Memasuki bulan Agustus identik dengan perayaan hari kemerdekaan RI yang diperingati setiap tanggal 17 Agustus. Hakikat dari hari kemeredekaan RI seharusnya menjadi hal penting bagi kita serta seluruh makhluk hidup di sekitarnya. Tetapi sayangnya, makna kemerdekaan belum sepenuhnya dapat dirasakan. Ancaman kebakaran hutan dan lahan masih menjadi suatu yang merisaukan khususnya bagi alam, flora dan fauna. Dengan demikian ini menjadi sebuah peringatan bahwa kita masih harus terus berjuang untuk mengisi makna kemerdekaan bagi alam dan isinya.
Indonesia kaya akan sumber daya alam hayati dimana salah satunya memiliki ragam hutan yang begitu luas dan masuk dalam daftar paru-paru dunia. Tetapi tiap tahun keberadaanya kian memprihatinkan, luas hutan di Indonesia terus menyusut disebabkan karhutla (kebakaran hutan dan lahan) yang bisa dikatakan hampir selalu terjadi di setiap musim panas, terutama ketika musim panas ekstrem akibat pengaruh El Nino. Namun di sisi lain ada juga faktor manusia tidak bertanggung jawab.
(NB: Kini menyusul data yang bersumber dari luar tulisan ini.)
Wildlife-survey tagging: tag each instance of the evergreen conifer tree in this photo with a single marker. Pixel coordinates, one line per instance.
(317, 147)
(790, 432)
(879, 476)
Pembukaan lahan perkebunan atau pertanian menjadi salah satu penyebab terbakarnya hutan dan lahan gambut yang di lakukan praktik tebang bakar yang dilakukan oleh masyarakat. Padahal lahan gambut yang terbakar bisa menyebabkan emisi karbon dan berakibat pada perubahan iklim global. Selain itu juga bisa menyebabkan penurunan kualitas dan air.